Lucerito quiere hacer una fiesta, sus amigos están felices con la idea. No saben dónde será. Ella lo quiere guardar de sorpresa, así que cuando están ya todos juntos hacen un círculo. Lucerito dice: 

―Okey chicos, a cerrar los ojos. ¡Sin hacer trampa! Les diré cuándo pueden ver… 

TRES…

DOS…

UNO… 

¡LISTO, ya pueden mirar!

―¡OHHHHHHHHHH!

―¡WOW!

Los sorprendidos chicos, con sus bocas muy abiertas, se encuentran sobre tibias y blancas arenas que se levantan en ligeras polvaredas movidas por la suave brisa. De repente una ola turquesa revienta en el horizonte hasta que acerca sus cálidas y transparentes aguas al lugar donde están reunidos. Un paraíso que se pierde de vista. El olor del mar los envuelve, a la vez que el radiante sol hace que los colores brillen aún más intensamente.

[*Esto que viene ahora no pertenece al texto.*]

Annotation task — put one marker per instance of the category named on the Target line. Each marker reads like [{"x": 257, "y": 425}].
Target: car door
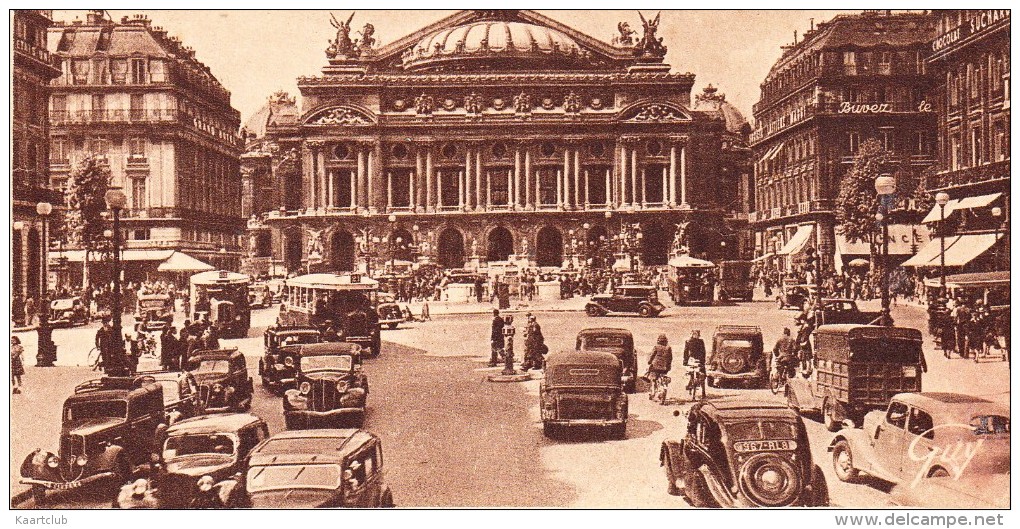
[
  {"x": 889, "y": 439},
  {"x": 918, "y": 444}
]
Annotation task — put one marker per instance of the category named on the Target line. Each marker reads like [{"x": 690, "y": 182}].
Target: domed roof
[
  {"x": 492, "y": 39},
  {"x": 710, "y": 100}
]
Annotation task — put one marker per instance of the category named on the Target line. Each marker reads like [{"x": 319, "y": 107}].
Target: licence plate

―A donde voy hay playas como esta. Lucía, este es uno de los regalos que recibiremos. ¿Qué esperan? ¡A divertirnos!

Lucio está buscando el mejor momento para hablar con Lucerito. No quiere perder la oportunidad de pedirle permiso a su amiga para ser su Compañero de Ensueños. ¡Esta idea le produce tanta emoción! Así que se queda plácidamente en la orilla admirando el paisaje y esperando…

Los demás se lanzan al agua. Lucerito surfea las olas mientras que Lucía y Luzbel bucean en las profundidades entre los más exóticos y coloridos peces y corales. 

En un momento sin que sus amigas se percaten, Lucerito sale del agua montada en un gigante pez plateado. El soleado día se convierte en la más bella noche estrellada. Da una mirada al lugar y con una gran sonrisa voltea a mirar a Lucio.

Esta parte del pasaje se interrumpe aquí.